In a scathing review by the New York Post, the show was criticized for being too boring. The publication claimed that there was too little action: "...You spend the entire half-hour wondering why this show is even on TV in the first place." And juicy details about her life and her family never made it on screen, and Fawcett's reality TV career never really took off.

Farrah Fawcett inspired this famous song

Most people don't think of Motown when they think of Farrah Fawcett. Nevertheless, the Hollywood sweetheart actually provided the inspiration for the famous song "Midnight Train to Georgia," which was sung by Gladys Knight and the Pips. As the story goes, Jim Weatherly, the country songwriter responsible for the song, was friends with Lee Majors. Weatherly called Majors one evening, and Fawcett happened to answer the phone, as Fawcett and Majors were married at the time. She informed Weatherly that Majors had taken a "midnight plane to Houston," according to the New York Post.

Weatherly decided to use the phrase in a song. However, singer Cissy Houston changed the phrase to the now famous "midnight train to Georgia," saying, "My people are originally from Georgia, and they didn't take planes to Houston or anywhere else. They took trains." When Gladys Knight and the Pips recorded a version later that year, the song rose to No. 1, and the rest is history.

Farrah Fawcett always made it home from set to cook for her husband

During her marriage to Lee Majors, Farrah Fawcett reportedly left sets at 6 p.m. every evening in order to get home in time to make dinner. In an interview with People in 1976, Majors and Fawcett happily discussed the arrangement. Apparently, Majors would supervise her contracts to ensure she had a 6 p.m. cut-off time, and Fawcett didn't seem to mind. She said, "I can be home by 6:30 and have dinner ready — then he doesn't realize I haven't been home all day." Even in the '70s, the situation sounded fairly archaic — the interviewer noted to readers that "the whole arrangement may smack of the domestic dark ages." It's hard to imagine a megastar of that time leaving set early so that they can head home to cook! 

As it turned out, Fawcett probably wasn't as happy as she'd claimed. In a later interview with the Chicago Tribune in 1989, Fawcett described her marriage back when she was filming Charlie's Angels. "Lee was silent. He didn't talk. He didn't support my leaving the show," she shared. "He thought I should come home and make the dinner.” Yikes. 

Farrah Fawcett was filmed before her passing after fighting cancer for three years

Farrah Fawcett had a more public passing than most, as explained by The New York Times. Her battle with cancer lasted for three difficult years. Unlike most people who would probably crave privacy, Fawcett opted to capture her final moments on film. NBC bought the rights to the footage for $1.5 million, and the film was broadcast in May 2009. While the footage was originally intended to illustrate the problems with American cancer treatment, producer Craig Nevius claimed that the project ended up being "a contradiction of what the film was supposed to be."

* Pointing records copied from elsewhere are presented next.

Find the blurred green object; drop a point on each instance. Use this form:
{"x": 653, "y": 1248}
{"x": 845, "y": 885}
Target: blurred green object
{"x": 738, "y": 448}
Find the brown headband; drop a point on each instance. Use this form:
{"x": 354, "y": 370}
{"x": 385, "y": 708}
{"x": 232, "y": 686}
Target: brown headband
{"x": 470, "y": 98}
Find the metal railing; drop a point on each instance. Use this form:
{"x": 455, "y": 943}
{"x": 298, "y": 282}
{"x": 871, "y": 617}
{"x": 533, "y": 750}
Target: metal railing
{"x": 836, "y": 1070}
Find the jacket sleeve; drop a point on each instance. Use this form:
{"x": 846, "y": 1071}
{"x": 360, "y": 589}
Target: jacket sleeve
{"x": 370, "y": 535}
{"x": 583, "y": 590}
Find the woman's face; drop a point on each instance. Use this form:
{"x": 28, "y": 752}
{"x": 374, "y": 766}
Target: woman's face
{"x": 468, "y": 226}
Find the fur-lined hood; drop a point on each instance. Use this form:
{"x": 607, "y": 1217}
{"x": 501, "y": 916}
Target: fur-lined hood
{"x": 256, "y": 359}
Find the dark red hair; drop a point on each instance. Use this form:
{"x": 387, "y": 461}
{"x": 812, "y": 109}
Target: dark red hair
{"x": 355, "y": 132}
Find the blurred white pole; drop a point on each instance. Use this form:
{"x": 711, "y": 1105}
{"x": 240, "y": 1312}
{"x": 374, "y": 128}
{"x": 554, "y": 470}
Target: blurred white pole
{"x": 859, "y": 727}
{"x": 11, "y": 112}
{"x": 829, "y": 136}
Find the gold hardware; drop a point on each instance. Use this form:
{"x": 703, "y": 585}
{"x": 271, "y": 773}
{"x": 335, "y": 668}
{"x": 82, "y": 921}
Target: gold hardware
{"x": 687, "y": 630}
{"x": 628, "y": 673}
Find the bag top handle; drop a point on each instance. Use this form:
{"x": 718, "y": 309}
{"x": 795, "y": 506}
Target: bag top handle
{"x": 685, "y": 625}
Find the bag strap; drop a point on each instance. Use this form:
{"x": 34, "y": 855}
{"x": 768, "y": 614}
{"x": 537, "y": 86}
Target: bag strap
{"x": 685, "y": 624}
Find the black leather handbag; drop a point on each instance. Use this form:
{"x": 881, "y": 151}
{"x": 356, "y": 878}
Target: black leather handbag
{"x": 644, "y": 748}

Despite the potentially exploitative nature of Farrah's Story, it's clear Fawcett was unrelentingly brave and strong until the end. Speaking with People, her doctor, Dr. Lawrence Piro, recalled her spirit and determination. "She marched through her illness fearlessly, taking control of her decisions," he said. "[She was] committed to fight all the way and as long as she could for all of the piece of life that she was entitled to."